# Show that the greatest common divisor $gcd(x,y)$ is primitive recursive.

Let $$x,y \geq 2$$. Actually I have to show that $$CD(x,y)$$ is primitive recursive, where $$C(x,y) = 1$$ if $$gcd(x,y)=1$$, otherwise $$CD(x,y) = 0$$. But I have showed that it is enough to show that $$gcd(x,y)$$ is primitive recursive.

Which functions are allowed?

1) constant function

2)projection

3) $$s(n) = n+1$$

4) $$\mbox{add}(x,y)$$

5) $$\mbox{mult}(x,y)$$

6) $$\mbox{sub}(x,y)$$

7) $$x^y$$

8) $$\mbox{sg}(x)$$

9) absolute value

10) $$\mbox{fac}(x) := x!$$

11) $$\mod(N,m) := N \mod m$$

12) $$\max(x_1,...,x_m) := \max$${$$x_1,...,x_m$$} for an arbitrary $$m$$, but fixed.

My idea:

It has something has to do with $$11)$$ and $$12)$$, I think.
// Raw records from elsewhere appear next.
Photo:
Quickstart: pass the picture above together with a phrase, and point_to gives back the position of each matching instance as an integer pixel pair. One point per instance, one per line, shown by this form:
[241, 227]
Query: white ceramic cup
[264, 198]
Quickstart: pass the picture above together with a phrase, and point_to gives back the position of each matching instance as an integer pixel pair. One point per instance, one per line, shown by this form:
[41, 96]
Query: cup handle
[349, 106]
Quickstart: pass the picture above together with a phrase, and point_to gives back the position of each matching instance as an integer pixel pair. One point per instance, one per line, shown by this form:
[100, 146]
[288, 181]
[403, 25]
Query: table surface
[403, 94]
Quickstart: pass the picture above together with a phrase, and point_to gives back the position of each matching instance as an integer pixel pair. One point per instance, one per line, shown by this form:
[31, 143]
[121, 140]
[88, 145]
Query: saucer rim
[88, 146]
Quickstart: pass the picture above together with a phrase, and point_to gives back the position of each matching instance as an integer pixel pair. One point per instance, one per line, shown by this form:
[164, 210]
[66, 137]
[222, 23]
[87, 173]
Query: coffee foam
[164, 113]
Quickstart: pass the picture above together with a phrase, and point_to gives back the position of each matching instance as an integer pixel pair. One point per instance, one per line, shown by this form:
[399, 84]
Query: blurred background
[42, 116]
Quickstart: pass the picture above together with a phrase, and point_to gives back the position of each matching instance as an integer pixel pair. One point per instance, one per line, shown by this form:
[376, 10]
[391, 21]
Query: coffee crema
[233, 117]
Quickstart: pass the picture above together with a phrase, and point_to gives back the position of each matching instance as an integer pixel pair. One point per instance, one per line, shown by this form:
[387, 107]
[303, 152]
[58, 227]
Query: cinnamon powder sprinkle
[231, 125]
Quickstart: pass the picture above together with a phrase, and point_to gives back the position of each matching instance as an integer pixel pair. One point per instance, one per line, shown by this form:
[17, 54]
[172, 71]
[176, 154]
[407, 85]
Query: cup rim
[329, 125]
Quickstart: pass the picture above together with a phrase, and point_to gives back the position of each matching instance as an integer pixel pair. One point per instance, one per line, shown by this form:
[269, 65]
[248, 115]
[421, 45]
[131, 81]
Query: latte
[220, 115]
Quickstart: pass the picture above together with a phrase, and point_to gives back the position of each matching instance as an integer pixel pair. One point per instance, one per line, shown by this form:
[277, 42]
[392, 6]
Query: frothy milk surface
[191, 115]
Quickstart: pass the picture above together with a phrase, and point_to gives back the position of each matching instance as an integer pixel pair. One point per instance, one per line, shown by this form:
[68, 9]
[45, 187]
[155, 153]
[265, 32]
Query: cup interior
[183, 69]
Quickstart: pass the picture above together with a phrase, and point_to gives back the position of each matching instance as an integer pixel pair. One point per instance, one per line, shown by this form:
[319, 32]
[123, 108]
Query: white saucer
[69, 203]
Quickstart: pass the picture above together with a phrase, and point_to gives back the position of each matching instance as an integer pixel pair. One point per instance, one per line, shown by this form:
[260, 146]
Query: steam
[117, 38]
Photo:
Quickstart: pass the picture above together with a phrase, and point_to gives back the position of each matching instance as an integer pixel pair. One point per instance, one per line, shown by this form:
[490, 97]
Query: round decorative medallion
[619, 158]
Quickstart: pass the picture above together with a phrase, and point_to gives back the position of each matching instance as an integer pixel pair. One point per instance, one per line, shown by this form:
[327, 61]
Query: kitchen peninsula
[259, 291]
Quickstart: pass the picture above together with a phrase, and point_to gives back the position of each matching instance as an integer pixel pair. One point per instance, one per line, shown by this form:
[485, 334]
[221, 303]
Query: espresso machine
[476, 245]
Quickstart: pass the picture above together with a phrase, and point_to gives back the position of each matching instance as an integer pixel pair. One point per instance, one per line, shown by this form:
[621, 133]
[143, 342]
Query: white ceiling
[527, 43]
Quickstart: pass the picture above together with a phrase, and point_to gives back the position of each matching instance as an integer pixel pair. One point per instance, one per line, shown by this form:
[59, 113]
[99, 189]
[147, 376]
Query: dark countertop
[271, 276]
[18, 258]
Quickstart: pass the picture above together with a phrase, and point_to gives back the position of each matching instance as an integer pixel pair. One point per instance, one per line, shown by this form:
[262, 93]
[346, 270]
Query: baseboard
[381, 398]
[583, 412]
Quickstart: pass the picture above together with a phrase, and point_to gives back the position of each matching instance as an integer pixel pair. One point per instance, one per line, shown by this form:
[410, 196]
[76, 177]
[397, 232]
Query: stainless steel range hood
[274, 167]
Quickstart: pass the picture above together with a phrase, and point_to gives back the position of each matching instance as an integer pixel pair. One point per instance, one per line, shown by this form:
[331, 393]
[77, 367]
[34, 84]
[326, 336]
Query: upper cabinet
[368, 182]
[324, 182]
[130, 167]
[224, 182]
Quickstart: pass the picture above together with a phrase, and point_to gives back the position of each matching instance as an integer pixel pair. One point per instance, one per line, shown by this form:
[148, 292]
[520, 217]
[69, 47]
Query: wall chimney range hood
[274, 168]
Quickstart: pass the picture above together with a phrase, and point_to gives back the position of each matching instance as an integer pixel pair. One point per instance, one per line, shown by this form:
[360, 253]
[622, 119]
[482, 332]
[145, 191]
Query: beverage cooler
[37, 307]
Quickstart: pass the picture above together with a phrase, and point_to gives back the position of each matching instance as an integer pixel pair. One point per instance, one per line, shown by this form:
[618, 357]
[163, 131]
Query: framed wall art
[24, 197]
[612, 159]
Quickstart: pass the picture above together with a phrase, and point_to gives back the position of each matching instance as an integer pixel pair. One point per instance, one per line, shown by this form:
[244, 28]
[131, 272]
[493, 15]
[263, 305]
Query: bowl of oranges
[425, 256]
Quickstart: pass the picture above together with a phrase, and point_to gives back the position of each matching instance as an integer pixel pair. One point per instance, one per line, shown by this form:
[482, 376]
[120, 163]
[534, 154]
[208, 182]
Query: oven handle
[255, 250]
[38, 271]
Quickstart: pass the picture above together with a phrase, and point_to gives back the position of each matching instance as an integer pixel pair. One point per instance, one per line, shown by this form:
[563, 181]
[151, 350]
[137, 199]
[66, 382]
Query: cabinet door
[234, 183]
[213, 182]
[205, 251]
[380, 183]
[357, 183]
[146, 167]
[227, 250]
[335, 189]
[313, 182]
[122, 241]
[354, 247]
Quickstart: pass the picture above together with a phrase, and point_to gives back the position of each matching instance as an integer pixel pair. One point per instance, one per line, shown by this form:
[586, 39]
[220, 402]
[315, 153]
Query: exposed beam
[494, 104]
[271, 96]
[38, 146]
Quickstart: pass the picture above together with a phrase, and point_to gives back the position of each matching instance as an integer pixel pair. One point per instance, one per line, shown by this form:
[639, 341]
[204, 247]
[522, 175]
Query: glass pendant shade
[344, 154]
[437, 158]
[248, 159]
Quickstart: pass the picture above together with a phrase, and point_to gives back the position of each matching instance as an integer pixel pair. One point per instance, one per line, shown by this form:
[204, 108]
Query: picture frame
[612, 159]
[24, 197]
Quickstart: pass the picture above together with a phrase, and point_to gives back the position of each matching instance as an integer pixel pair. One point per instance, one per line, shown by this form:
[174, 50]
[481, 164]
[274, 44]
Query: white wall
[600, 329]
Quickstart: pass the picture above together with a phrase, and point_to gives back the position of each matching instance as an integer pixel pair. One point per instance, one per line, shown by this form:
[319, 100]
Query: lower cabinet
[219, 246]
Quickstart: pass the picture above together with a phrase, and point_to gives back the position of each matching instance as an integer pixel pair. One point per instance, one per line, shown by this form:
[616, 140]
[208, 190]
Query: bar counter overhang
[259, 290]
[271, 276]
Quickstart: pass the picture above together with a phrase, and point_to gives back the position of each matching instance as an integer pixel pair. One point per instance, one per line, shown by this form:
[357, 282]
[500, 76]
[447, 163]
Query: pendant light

But remember $$m$$ in $$12)$$ has to be fixed. My first attempt: $$gcd(x,y) = \max$$ { $$d \in$$ {$$0,...,x$$}$$| \mod(x,d) = 0 , \mod(y,d) = 0$$ }

Hint: The basic relation you need is divisibility: $$D = \{(x,y)\in{\Bbb N}_0^2\mid x\;\text{divides}\; y\}.$$
$$x$$ divides $$y$$ if and only if $$x·i = y$$ for some $$1 ≤ i ≤ y$$. So the characteristic function of $$D$$ can be written as $$\chi_D(x, y) = \text{sgn}[\chi_=(x · 1, y) + \chi_=(x · 2, y) + . . . + \chi_=(x · y, y)],$$ where $$\chi_=$$ is the (primitive recursive) characteristic function of the equality relation $$\{(x,x)\mid x\in{\Bbb N}_0\}$$. Since the characteristic function $$\chi_D$$ is primitive recursive, the relation D is primitive.